The question I'm stuck on is:
Let $y = f(x)$ be implicitly defined by $x^{\sin(y)} = y^{\cos(x)}$ .Compute y' in terms of x and y. (HINT Can logarithms help you?)
I was thinking of just using the normal power and product rules, but I thought there may be a quicker way that I wasn't thinking of.
Thanks
On
Question: find $\large{\frac{dy}{dx}}$ for $\large{x^{\sin y}=y^{\cos x}}$
Let, $$\large{f\left(x,y\right)=x^{\sin y}-y^{\cos x}}$$ then ,$$\frac{\partial}{\partial x}f\left(x,y\right)=\sin\left(y\right)\left(\frac{x^{\sin y}}{x}\right)+y^{\cos x}\ln\left(y\right)\left(\sin\left(x\right)\right)$$
$$\text{and}$$
$$\frac{\partial}{\partial y}f\left(x,y\right)=x^{\sin y}\cos\left(y\right)\ln\left(x\right)-\frac{\left(\cos x\right)y^{\cos x}}{y}$$
since, $$\large{-\frac{\frac{\partial}{\partial x}f\left(x,y\right)}{\frac{\partial}{\partial y}f\left(x,y\right)}=\frac{d}{dx}y}$$
Hence the answer,
$$\large{\frac{dy}{dx}=-\frac{\sin\left(y\right)\left(\frac{x^{\sin y}}{x}\right)+y^{\cos x}\ln\left(y\right)\left(\sin\left(x\right)\right)}{x^{\sin y}\cos\left(y\right)\ln\left(x\right)-\frac{\left(\cos x\right)y^{\cos x}}{y}}}$$
Or, $$\large \frac{dy}{dx}={\frac{\sin\left(y\right)\left(x^{\sin y}\right)+x\cdot y^{\cos x}\ln\left(y\right)\left(\sin\left(x\right)\right)}{\left(\cos x\right)y^{\cos x}-y\cdot x^{\sin y}\cos\left(y\right)\ln\left(x\right)}\cdot\frac{y}{x}}$$
Using the first equation given to us, we can simplify the above in $$\large{\frac{dy}{dx}=\frac{\sin\left(y\right)+x\cdot\ln\left(y\right)\left(\sin\left(x\right)\right)}{\left(\cos x\right)-y\cdot\cos\left(y\right)\ln\left(x\right)}\cdot\frac{y}{x}}$$
On
Just as a note, there is actually a general formula for $q^r$ (I used $q$ and $r$ instead of $u$ and $v$ because the current math font makes $u$ and $v$ look too similar), though almost no one teaches it anymore.
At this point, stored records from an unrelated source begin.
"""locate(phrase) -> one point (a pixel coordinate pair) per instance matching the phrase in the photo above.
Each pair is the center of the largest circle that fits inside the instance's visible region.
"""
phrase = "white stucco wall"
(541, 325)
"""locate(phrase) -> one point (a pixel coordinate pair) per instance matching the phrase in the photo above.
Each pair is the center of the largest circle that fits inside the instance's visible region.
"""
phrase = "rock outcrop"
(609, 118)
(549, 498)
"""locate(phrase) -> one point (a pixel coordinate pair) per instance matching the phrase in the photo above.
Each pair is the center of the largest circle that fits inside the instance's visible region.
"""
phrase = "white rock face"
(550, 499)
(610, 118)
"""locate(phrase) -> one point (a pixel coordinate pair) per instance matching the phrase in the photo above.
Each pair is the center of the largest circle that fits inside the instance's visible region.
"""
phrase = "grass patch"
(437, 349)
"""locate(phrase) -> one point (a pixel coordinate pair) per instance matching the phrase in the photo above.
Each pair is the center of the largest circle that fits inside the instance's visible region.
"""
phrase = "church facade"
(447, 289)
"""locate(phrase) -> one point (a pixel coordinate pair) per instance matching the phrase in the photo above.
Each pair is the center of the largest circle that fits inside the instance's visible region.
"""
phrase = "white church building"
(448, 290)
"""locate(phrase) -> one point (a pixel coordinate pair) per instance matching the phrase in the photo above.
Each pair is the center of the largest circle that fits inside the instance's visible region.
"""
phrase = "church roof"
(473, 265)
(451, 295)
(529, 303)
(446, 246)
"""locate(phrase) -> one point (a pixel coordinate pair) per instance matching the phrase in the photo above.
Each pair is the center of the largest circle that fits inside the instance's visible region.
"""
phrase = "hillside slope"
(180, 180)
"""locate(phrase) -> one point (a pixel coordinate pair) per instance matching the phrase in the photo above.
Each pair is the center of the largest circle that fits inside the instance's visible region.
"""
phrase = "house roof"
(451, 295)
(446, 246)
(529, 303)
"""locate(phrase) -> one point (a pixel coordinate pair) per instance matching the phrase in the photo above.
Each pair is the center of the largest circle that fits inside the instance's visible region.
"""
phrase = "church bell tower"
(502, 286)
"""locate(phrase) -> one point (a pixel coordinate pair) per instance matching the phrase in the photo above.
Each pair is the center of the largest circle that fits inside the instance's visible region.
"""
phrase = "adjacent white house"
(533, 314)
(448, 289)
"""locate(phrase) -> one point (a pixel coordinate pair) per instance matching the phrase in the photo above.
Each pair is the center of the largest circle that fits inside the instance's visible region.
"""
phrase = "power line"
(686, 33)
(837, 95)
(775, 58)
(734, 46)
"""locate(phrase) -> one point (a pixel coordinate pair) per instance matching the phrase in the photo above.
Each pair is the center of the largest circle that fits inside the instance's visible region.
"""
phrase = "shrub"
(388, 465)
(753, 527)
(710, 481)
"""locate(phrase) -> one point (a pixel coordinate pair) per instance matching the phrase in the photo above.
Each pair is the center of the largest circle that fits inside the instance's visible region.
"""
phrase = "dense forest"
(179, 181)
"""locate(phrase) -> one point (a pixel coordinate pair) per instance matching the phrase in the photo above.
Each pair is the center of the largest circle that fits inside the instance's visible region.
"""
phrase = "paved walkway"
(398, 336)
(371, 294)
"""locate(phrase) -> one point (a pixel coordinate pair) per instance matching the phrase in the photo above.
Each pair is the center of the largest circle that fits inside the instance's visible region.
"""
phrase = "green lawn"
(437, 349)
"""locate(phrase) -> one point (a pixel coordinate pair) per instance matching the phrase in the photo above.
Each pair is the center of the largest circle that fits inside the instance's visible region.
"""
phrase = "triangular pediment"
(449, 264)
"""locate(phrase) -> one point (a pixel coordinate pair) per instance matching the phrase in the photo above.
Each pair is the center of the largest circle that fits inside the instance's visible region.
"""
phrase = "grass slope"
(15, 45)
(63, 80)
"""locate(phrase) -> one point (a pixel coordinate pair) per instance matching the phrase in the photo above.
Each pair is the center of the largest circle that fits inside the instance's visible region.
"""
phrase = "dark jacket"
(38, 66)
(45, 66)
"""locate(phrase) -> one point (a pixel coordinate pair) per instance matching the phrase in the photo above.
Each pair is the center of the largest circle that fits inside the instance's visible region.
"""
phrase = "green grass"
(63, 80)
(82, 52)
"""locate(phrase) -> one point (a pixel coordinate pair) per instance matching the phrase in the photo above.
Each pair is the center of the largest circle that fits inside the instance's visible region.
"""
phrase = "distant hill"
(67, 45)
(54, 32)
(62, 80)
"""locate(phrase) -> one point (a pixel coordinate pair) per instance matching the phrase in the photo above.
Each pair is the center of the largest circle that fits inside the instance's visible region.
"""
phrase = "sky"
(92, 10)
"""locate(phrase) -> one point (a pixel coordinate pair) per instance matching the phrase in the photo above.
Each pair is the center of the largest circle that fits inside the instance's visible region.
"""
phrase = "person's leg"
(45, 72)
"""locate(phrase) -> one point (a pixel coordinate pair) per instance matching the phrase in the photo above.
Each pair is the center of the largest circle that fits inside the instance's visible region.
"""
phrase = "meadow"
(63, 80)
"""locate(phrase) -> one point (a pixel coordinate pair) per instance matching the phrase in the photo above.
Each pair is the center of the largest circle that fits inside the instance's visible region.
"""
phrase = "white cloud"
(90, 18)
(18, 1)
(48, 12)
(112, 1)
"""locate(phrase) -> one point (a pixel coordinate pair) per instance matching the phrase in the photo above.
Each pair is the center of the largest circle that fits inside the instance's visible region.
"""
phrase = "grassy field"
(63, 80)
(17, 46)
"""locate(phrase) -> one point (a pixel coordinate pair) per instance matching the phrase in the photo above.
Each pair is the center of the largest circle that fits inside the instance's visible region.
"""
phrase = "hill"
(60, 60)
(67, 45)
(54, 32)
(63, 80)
If you look at it you will see that it is a combination of the power and exponent rules:
$$d(q^r) = rq^{r-1}dq + ln(q)q^rdr$$
First take the logs of both sides to obtain $\sin(y)\ln(x)=\cos(x)\ln(y)$.
Now you can implicitly differentiate using the product and chain rule to obtain:
$\frac{\sin(y)}{x}+\ln(x)\cos(y)\frac{dy}{dx}=-\sin(x)\ln(y)+\cos(x)\frac{1}{y}\frac{dy}{dx}$ and now re-arranging we obtain:
$$\frac{dy}{dx}=\frac{-\frac{\sin(y)}{x}-\sin(x)\ln(y)}{\ln(x)\cos(y)-\frac{\cos(x)}{y}}$$ and multiplying by $xy$ gives
$$\frac{dy}{dx}=-\frac{y(\sin(y)+x\sin(x)\ln(y))}{x(y\ln(x)\cos(y)-\cos(x))}$$